There was a time when I wasn't so all fired up about this whole technology thing. I had my legal pad and my Bic stick ball-point pens (black, always). I couldn't imagine composing on a keyboard - so cold and impersonal. I had an electric typewriter for those nights that required a flurry of pages, the kind that professors wanted to see. Still, I chuckled derisively at the notion of a "personal" computer. Personal? Cold and distant and in no way personal machine.
Then I took a job at a video store. All the record keeping was done on computers: tapes, customers, late fees - all of them stored in a box that hummed and was always on. Sometimes the clever video monkeys would stay late and "run backups." They could have been turning lead into gold for all I knew. I just expected the wand to zip across the bar code on the copy of "Birdy" I was renting to customer #0278 and the screen in front of me would tell me that "The Berenstain Bears Worship Satan" was sixty-five days overdue. As long as there was light and sound, there wasn't a problem.
Until one day when there was no light or sound. I had just been made a management type, and I was in charge of a store that had a computer full of information that we couldn't get at because it was broken. Suddenly I was tossed into the deep end of computer maintenance. Luckily, a family friend who had once taken me up to the National Bureau of Standards to show me the massive paper and tape spewing machines of the late sixties, appeared as the font of knowledge that would eventually rescue me from what I came to understand was a "hard drive crash."

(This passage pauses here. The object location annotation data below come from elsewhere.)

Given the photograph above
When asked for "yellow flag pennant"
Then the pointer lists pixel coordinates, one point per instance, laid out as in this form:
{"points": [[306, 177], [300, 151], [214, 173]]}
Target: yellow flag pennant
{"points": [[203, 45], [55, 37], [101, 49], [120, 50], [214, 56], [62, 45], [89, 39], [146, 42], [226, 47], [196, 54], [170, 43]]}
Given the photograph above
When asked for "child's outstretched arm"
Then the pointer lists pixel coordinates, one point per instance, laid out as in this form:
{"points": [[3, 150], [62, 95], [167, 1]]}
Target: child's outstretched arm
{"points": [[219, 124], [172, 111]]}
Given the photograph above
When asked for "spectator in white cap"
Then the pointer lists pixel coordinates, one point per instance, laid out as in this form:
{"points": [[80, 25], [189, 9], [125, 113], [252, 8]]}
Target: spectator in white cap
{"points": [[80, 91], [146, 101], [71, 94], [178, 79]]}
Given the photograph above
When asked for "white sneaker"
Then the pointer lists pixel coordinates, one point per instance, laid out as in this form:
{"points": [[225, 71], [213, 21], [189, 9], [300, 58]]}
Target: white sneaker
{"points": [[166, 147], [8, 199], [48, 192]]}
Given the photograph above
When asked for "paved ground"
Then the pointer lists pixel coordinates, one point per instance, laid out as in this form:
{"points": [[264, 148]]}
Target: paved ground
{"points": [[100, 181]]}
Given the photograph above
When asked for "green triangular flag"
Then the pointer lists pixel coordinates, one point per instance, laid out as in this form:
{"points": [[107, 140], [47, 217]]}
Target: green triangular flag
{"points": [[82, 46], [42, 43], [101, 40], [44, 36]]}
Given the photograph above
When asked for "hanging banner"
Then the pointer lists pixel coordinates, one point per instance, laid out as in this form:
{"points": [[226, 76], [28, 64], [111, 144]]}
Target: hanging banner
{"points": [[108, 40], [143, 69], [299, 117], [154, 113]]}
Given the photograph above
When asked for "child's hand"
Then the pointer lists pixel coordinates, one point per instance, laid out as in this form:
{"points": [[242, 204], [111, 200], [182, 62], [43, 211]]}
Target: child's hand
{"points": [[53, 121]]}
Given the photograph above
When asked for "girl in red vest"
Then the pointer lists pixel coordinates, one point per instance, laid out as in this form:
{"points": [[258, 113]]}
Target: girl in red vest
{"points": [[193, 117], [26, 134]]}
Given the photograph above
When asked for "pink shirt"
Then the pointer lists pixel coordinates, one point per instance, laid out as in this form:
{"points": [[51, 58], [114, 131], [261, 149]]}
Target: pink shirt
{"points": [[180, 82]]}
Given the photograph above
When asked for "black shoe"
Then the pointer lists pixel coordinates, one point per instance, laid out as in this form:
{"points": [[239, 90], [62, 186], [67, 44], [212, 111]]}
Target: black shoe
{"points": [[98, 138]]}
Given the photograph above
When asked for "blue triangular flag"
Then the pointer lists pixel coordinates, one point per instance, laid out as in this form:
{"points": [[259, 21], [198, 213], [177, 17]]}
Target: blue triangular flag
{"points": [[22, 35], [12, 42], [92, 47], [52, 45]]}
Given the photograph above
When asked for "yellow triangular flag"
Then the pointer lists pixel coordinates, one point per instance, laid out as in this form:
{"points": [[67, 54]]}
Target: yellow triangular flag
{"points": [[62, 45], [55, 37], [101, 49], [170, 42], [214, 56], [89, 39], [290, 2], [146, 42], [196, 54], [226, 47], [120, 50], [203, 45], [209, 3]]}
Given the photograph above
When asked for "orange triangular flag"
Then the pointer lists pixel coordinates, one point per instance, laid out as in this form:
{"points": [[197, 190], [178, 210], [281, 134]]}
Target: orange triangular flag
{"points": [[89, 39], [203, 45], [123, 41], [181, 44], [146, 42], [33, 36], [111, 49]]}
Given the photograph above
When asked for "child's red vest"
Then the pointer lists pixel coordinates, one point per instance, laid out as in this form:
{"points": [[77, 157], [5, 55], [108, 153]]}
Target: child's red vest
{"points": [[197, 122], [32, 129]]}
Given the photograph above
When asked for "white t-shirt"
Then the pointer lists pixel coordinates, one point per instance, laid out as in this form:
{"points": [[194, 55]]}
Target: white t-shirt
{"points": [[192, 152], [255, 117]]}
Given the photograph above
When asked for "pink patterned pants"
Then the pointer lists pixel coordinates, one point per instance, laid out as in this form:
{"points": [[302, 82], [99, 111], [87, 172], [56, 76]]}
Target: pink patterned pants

I lived through it. I resurfaced the disc. I ran DOS commands. I answered prompts and got the data restored with a couple of days' effort. It had a certain macho appeal, not unlike the first time I changed my own spark plugs. I was the master of the machine.
When the video store closed, it became apparent that I was still lacking what would be considered "marketable skills," unless an encyclopedic knowledge of horror film and a fondness for Chocodiles made me more employable. I called once again on my computer guru to hook me up with some basic word processing and spread sheet prowess. I learned most of the keyboard commands for Wordstar 3.0, and was briefly confounded by Lotus. Then I took my fledgling abilities out into the world. I got a job installing modular office furniture, which brought me in contact with many computers, most of which were sitting on top of desks that I was supposed to move from one side of an office to another.
But I started dropping by my mom's house to use her computer. I wrote stories. I typed resumes. I practiced. It was still another four years before I would use a computer professionally. When I moved to California, I got a job running a book warehouse. A warehouse that was ruled by a computer. When the computer acted up, we had tech guys who wrestled it to the ground and beat it back into shape, but since my job relied on theirs, I kept my nose in their business. It brought me a fuller understanding of Unix and other exciting arcane bits of programming that had eluded me elsewhere. For the record, I still don't understand Unix, but I could pick it out in a lineup.
All of this history allowed me to say, with a straight face, that I had "computer experience" when it came time to interview for a teaching job. That's how I became the computer teacher at Horace Mann. I put together a lab full of Mac LCIIs and dot matrix printers. They were connected with Apple Talk cables. Kids came to my room and made pretty pictures with KidPix. They were sad when they weren't allowed to print out dozens of copies of their pre-fab drawings.
Then I built a new PC lab, with Internet access and a network printer. Kids came to my room and I taught them to type, and they made pretty pictures with KidPix. Then the world changed again, and I became a fourth grade teacher to avoid having to travel between several locations and teaching PE, music and art in schools across east Oakland. The computer lab was packed into a storage container, and there it stayed for three years. During this time, I remained the nominal "tech guy." If it had a plug, and it didn't work, you called Mister Caven.
Today I remain the tech guy at our school. Some of our newer teachers show up with less fear of the box with lights and sound. They understand that it's there to help them. They know it's nothing personal. Thank God.